Venezuelan soldier killed in attack: govt

A Venezuelan soldier was killed yesterday during an attack on a military unit in the south of the country, the government said, blaming it on Brazil- and Peru-backed political foes.

“Early today, a military unit was attacked in the south of the country by extremist opposition factions, with a large number of weapons stolen,” the defense minister, General Vladimir Padrino, wrote on Twitter.

“It was in this terrorist attack that an army officer was killed.”

Local media reported that the attack took place in Gran Sabana, one of the main tourist areas in the country, in the southern state of Bolivar that borders Brazil.

The El Pitazo website said the attackers overtook the military detachment and a police station, taking more than 100 rifles.

Authorities have yet to confirm those reports.

Padrino added that several military and police units in the area pursued the perpetrators after the attack and managed to recover an unspecified number of rifles.

Communications Minister Jorge Rodriguez said the assailants had been “trained in fully identified paramilitary camps in Colombia.”

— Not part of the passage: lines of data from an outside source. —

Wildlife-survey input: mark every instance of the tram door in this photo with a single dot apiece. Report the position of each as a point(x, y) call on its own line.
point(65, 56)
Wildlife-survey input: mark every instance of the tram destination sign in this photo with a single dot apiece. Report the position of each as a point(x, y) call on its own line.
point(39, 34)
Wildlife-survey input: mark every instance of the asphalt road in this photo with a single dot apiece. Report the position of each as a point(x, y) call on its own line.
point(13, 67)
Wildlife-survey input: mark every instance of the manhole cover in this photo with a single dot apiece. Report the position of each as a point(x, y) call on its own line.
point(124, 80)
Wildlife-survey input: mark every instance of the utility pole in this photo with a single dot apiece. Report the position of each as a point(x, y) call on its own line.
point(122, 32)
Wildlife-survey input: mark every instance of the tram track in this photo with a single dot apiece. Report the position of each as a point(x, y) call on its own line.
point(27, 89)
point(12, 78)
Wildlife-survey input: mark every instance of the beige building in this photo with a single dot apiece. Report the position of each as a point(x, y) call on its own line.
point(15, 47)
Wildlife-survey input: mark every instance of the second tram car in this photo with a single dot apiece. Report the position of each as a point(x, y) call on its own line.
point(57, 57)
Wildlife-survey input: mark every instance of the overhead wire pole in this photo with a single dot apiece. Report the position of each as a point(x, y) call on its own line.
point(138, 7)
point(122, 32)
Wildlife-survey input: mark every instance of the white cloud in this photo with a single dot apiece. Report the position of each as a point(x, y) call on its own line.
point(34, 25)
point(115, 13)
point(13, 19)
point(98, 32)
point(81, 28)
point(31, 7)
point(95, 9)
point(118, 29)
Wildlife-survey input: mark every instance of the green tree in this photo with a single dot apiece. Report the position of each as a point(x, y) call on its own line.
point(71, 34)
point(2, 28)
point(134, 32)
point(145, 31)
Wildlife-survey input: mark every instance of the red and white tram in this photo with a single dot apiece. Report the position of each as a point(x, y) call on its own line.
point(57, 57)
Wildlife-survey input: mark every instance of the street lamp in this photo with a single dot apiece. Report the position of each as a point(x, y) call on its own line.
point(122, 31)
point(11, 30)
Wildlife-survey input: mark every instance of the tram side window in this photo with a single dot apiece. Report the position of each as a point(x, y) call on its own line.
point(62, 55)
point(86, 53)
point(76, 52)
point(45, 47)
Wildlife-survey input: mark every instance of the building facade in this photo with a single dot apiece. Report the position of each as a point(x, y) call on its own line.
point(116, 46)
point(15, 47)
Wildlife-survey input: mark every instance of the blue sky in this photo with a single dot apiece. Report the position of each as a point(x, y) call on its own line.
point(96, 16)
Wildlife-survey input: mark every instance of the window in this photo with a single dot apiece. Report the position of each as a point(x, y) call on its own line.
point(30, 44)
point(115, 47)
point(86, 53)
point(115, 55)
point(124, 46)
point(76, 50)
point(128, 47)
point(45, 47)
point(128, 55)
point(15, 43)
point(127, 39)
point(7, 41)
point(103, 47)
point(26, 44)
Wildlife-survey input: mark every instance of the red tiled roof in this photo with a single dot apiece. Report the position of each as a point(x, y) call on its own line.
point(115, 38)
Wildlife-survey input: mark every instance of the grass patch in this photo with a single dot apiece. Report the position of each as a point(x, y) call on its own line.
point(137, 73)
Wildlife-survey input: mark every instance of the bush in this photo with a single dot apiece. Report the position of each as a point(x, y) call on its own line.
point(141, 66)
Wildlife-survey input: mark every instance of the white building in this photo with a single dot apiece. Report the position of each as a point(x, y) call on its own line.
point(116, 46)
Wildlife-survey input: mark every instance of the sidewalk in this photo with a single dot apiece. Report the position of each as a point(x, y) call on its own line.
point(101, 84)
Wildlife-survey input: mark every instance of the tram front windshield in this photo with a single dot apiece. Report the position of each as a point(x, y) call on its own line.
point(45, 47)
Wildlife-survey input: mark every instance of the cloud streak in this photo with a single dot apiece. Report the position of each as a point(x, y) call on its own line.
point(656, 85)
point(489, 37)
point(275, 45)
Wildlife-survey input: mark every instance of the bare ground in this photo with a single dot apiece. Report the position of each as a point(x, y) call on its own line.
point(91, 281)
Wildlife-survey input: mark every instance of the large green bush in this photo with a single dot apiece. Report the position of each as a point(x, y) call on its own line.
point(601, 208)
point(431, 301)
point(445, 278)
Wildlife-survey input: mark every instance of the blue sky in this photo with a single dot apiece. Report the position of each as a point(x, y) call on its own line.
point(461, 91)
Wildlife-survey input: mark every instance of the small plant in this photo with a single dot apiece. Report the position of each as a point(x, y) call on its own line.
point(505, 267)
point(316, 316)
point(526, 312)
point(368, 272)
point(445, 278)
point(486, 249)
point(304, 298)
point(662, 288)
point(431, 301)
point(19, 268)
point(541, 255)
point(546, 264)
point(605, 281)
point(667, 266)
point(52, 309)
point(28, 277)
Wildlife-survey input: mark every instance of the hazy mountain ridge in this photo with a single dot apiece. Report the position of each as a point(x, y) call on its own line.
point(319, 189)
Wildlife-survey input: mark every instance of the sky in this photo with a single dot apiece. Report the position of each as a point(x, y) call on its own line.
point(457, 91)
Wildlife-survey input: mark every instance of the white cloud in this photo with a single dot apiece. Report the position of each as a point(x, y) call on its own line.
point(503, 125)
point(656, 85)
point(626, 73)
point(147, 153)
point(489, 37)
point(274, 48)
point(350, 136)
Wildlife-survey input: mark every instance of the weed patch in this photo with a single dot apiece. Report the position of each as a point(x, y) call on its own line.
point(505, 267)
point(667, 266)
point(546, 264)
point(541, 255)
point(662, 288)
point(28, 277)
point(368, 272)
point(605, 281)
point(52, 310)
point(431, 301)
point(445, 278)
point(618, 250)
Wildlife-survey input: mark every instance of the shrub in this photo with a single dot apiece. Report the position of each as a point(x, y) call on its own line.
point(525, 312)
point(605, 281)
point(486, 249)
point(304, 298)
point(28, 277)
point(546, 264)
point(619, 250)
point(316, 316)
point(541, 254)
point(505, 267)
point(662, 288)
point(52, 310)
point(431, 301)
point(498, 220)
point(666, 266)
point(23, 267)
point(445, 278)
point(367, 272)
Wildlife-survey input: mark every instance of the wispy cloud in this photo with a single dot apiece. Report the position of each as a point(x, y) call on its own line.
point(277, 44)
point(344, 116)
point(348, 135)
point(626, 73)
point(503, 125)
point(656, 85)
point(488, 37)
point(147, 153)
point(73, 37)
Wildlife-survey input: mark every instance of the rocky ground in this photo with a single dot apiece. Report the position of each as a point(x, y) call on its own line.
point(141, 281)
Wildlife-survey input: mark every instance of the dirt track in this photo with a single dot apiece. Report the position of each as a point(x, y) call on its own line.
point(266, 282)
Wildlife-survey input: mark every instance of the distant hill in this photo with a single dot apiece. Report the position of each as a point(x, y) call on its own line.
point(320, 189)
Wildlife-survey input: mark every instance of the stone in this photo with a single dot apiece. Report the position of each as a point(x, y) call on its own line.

They had also “received harmful cooperation from the government of (Brazil’s right-wing President) Jair Bolsonaro,” he charged.

Six people were arrested, Rodriguez said.

According to Padrino, the six captured provided “information of criminalistic interest” and state security agencies were pursuing their accomplices.

Foreign Minister Jorge Arreaza added that those involved are based in Peru and called the Peruvian authorities “accomplices” for allowing the organization to operate “with impunity.”

“It is a coup strategy of triangulated governments of the Lima cartel to produce violence, death and political destabilization in Venezuela,” he tweeted.

On December 14, Venezuela’s socialist government accused two lawmakers of plotting a coup attempt against Maduro, with the alleged involvement of the opposition leader Juan Guaido, who is recognized as interim president by some fifty countries.

According to Rodriguez, the plan, which included the taking of two barracks in the Sucre state, was part of an alleged conspiracy whose plotters wanted to extend to Caracas and other regions.